By disallowing move references in data structures, you automatically prevent closures from capturing move references. This is a win, because then you don't have to deal with catch_unwind. Not dealing with catch_unwind is always a win, because it really simplifies working out what to do with panics. And it's pretty simple really: all functions already have drop/initialization flags for everything. All you have to do is mark everything touched by the callee as deinitialized on panic, and deinitialize the rest on the caller. Further, the callee has its own drop flags for move references (ideally), so you just drop those things on the callee instead.
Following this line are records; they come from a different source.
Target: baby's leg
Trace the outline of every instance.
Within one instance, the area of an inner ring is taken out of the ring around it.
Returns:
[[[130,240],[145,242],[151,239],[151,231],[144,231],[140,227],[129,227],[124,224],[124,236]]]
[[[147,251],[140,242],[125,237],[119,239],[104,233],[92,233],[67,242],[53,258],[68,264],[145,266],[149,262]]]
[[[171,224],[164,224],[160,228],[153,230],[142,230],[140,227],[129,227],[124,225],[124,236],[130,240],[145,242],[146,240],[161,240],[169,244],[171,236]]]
Abstractions aren't about hiding functional principles, they're about hiding implementation details. The drop flags are hidden and abstracted away, but they're not functional principles - they are and (hopefully) always will be implementation details. (Incidentally this is one thing we don't like about other DerefMove proposals: they propose exposing the existing drop flags machinery - an implementation detail - to the programmer. Those would kill a lot of optimizations that aren't blocked by true PITs. But anyway.)
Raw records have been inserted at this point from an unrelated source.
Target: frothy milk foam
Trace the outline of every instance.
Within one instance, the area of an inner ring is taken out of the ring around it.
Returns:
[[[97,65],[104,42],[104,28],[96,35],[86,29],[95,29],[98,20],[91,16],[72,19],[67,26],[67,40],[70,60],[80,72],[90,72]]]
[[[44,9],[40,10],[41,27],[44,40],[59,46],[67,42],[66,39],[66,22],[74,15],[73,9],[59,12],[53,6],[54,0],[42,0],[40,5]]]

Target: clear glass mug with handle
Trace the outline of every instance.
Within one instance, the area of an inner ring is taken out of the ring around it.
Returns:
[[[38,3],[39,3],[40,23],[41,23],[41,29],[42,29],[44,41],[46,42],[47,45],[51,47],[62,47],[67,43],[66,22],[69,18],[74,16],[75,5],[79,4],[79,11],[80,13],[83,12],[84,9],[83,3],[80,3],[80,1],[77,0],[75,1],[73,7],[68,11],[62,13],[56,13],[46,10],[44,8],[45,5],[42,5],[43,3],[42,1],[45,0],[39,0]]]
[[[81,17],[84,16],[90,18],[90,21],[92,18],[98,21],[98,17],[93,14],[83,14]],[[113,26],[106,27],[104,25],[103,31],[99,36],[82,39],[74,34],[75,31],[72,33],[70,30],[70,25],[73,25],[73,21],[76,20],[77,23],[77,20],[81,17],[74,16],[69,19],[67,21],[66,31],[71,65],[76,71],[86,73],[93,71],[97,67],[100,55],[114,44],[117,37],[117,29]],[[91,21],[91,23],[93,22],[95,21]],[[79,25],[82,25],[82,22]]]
Besides, as we already argued before, the observable effects of PITs are already uh, observable. They're not hidden. You can have partial (de)initialization today, you just can't pass those objects around. It's kinda silly, in our opinion, and we'd be happy to see first-class support for things we already have today.

1 Like

Not really, there are different variants of "move references". Some of them provide guarantees, but others don't. For example move references that are initialized at the start and uninitialized at the end don't really provide any guarantee to the caller, they're just owned references. And storing owning references in structs have practical applications, for example they would allow owning iterators over owning slices, so I wouldn't blindly disallow them.

What we can observe are not partially uninitialized types, but partially uninitialized values. They might look similar, but one concept belong to the type system and the other to the borrow checker/ownership semantics. Mixing them is gonna increase complexity a lot.

1 Like

... Well, regardless, returning move references is unsound no matter what you do about it - unless you want to expose the drop flag machinery. Which is not a good thing to want, because that's supposed to be an implementation detail. (This means the proposed DerefMove is bad, also.)

As far as users care that's the difference between first-class support and second-class support. :‌)

(It also, really, does not increase complexity "a lot". For starters, it's a fairly straightforward extension to the existing drop flags machinery, so at least on that end there should be no issues. Further, it simplifies the "figuring out what to drop" logic, as it can rely on monomorphization instead of exposing the drop flags machinery to the programmer's Drop impl. Ofc there are alternatives like always DerefMove'ing everything out before calling the Drop impl but that just sounds wrong.)